Istanbul (AFP)

Turkish novelist Asli Erdogan, acquitted on Friday after a controversial trial for "terrorist activities", told AFP on Sunday that she would not return to her country because "another arrest would mean death" for her .

"Under the current circumstances, I cannot return due to the risk of imprisonment," she said in a telephone interview with an AFP journalist, explaining that what she would say in an interview or elsewhere could serve as a pretext for a new legal battle. "Another arrest would mean death to me."

Turkish authorities have arrested tens of thousands of people, including academics and journalists, since the failed coup in July 2016 against President Recep Tayyip Erdogan.

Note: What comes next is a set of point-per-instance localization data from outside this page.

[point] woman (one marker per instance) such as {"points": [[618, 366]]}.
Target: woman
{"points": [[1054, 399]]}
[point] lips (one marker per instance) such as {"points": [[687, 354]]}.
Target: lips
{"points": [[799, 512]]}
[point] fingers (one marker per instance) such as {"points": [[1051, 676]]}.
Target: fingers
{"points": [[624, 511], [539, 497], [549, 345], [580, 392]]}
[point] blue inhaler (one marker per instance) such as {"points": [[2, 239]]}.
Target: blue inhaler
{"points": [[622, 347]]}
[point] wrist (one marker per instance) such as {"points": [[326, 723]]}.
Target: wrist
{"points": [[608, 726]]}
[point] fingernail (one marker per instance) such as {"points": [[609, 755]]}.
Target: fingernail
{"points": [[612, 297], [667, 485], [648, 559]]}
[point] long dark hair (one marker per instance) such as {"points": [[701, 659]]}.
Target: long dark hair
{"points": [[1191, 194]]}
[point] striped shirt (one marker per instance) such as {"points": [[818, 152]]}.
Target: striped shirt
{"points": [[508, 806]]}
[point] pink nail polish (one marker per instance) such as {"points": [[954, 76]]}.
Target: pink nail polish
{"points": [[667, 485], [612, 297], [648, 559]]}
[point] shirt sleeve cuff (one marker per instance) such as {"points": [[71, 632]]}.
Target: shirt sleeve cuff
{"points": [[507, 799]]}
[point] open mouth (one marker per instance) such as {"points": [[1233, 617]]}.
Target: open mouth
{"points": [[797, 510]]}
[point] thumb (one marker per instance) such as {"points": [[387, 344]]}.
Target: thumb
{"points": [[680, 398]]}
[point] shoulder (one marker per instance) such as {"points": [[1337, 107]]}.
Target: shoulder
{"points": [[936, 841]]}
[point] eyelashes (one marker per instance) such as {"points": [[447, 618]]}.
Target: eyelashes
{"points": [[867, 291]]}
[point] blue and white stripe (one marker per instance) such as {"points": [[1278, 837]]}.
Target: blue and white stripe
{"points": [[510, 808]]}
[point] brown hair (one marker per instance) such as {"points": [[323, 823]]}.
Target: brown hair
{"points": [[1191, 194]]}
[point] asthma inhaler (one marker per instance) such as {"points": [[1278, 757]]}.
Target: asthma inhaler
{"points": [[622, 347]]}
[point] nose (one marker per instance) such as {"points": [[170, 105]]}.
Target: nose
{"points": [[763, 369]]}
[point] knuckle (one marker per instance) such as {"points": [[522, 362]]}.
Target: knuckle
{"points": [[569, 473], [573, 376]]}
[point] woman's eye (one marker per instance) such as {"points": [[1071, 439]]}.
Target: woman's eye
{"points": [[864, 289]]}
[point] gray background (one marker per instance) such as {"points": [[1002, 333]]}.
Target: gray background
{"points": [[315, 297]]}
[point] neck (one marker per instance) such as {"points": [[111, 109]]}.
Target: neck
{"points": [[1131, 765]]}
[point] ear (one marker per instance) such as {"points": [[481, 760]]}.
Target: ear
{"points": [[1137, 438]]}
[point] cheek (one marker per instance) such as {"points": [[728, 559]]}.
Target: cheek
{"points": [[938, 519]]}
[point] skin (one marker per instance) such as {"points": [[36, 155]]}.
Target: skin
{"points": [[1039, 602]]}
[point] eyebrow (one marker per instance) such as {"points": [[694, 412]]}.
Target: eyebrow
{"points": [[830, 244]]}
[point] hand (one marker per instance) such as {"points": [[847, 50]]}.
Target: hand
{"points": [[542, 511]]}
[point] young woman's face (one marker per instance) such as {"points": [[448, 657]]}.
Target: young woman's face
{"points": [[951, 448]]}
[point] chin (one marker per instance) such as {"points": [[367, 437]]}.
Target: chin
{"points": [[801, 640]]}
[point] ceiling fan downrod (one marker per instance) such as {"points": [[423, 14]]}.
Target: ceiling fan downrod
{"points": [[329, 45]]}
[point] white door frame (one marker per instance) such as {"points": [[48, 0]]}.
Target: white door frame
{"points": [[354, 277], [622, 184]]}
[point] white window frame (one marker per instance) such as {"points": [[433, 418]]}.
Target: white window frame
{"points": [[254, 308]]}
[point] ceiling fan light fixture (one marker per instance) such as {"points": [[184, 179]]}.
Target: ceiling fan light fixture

An Istanbul court acquitted the novelist of charges of "attempting to undermine the integrity of the state" and "belonging to a terrorist group", and ordered the prosecution for "terrorist propaganda" to be discontinued.

"To be honest, I was very surprised. Almost everyone assumed that I would be sentenced," said the author, who chose to live in exile in Germany.

"I still can't believe it, but if it isn't that one, there will be another case," said the writer, who is not related to President Erdogan.

Author of several novels translated abroad, winner of the 2018 Simone de Beauvoir prize for women's freedom, Asli Erdogan was on trial for having contributed to the local newspaper Ozgür Gündem, closed by decree in 2016.

Turkish authorities accused Asli Erdogan of having collaborated with Ozgür Gündem, helped the Kurdistan Workers' Party (PKK), an armed group which is waging bloody guerrilla warfare in Turkey and has been described as "terrorist" by Ankara.

The 52-year-old novelist, who was not present at the hearing on Friday, described the current political system as "fascism, neo-fascime", saying that the trials against the imprisoned author Ahmet Altan and the man businessman and philanthropist Osman Kavala demonstrated that the situation went "far beyond a dictatorship".

"I don't really know what's going on behind closed doors, but such irrational cases have no other explanation. I consider them to be part of a strategy," she said.